In the end, I tested a simple model and for sure you have to pass float numbers to GRU.
Please let me know the result.

You advice helps a lot. I tested the example in my program and the example ran normally.Then I changed the input into the ‘outputs’ above. The error ‘expected float but long given’ appeared.
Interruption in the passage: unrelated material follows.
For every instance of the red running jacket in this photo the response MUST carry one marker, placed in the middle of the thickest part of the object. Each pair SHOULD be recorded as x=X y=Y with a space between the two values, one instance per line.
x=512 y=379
I removed the ‘outputs = outputs.long()’ and the program ran normally.
This is the code after modifying.

import sys
import os
sys.path.append(os.getcwd())
import torch
import torch.nn as nn
from config import Config


class FC(nn.Module):
    def __init__(self, opt):
        super(FC, self).__init__()
        self.encoder = nn.Embedding(opt.VOCAB_SIZE, opt.EMBEDDING_DIM)
        self.rnn = nn.GRU(100,128,2)
        self.relu = nn.ReLU(False)
        self.fc_1 = nn.Sequential(
            nn.Linear(12800, opt.LINER_HID_SIZE),
            #nn.BatchNorm1d(opt.LINER_HID_SIZE),
            nn.ReLU(False),
            nn.Linear(opt.LINER_HID_SIZE, opt.NUM_CLASS_1*10),
            nn.ReLU(False),
            nn.Linear(opt.NUM_CLASS_1*10, opt.NUM_CLASS_1),
            nn.Dropout(0.5),
        )
        self.fc_2 = nn.Sequential(
            nn.Linear(12800, opt.LINER_HID_SIZE),
            #nn.BatchNorm1d(opt.LINER_HID_SIZE),
            nn.ReLU(False),
            nn.Linear(opt.LINER_HID_SIZE, opt.NUM_CLASS_2*10),
            nn.ReLU(False),
            nn.Linear(opt.NUM_CLASS_2*10, opt.NUM_CLASS_2),
            nn.Dropout(0.5),
        )
        self.fc_3 = nn.Sequential(
            nn.Linear(12800, opt.LINER_HID_SIZE),
            #nn.BatchNorm1d(opt.LINER_HID_SIZE),
            nn.ReLU(False),
            nn.Linear(opt.LINER_HID_SIZE, opt.NUM_CLASS_3*10),
            nn.ReLU(False),
            nn.Linear(opt.NUM_CLASS_3*10, opt.NUM_CLASS_3),
            nn.Dropout(0.5),
        )

    def forward(self, x):
        x = x.long()
        outputs = self.encoder(x)
        h0 = torch.randn(2,100,128).cuda()
        outputs,ht = self.rnn(outputs, h0)
        outputs = self.relu(outputs)
        outputs = outputs.view(outputs.size()[0], -1)
        output_1 = self.fc_1(outputs)
        output_2 = self.fc_2(outputs)
        output_3 = self.fc_3(outputs)
        return (output_1, output_2, output_3)


Thanks very much again!

You’re welcome mate.
But you should be careful about two things:

  1. If you want to use your code on GPU, you just need to create an instance of your model like this:
model = FC()
model.cuda()

I mean, you do not need to call cuda for h0 in your forward method.

  1. You should not pass random values as h0 to your GRU object. If you do not want to initialize it (as before), pass zeros like this:
h0 = torch.zeros(2, 100, 128)

Good luck

Oh! These are undoubtedly useful ideas. I’ve ignored the settings and I will correct my program.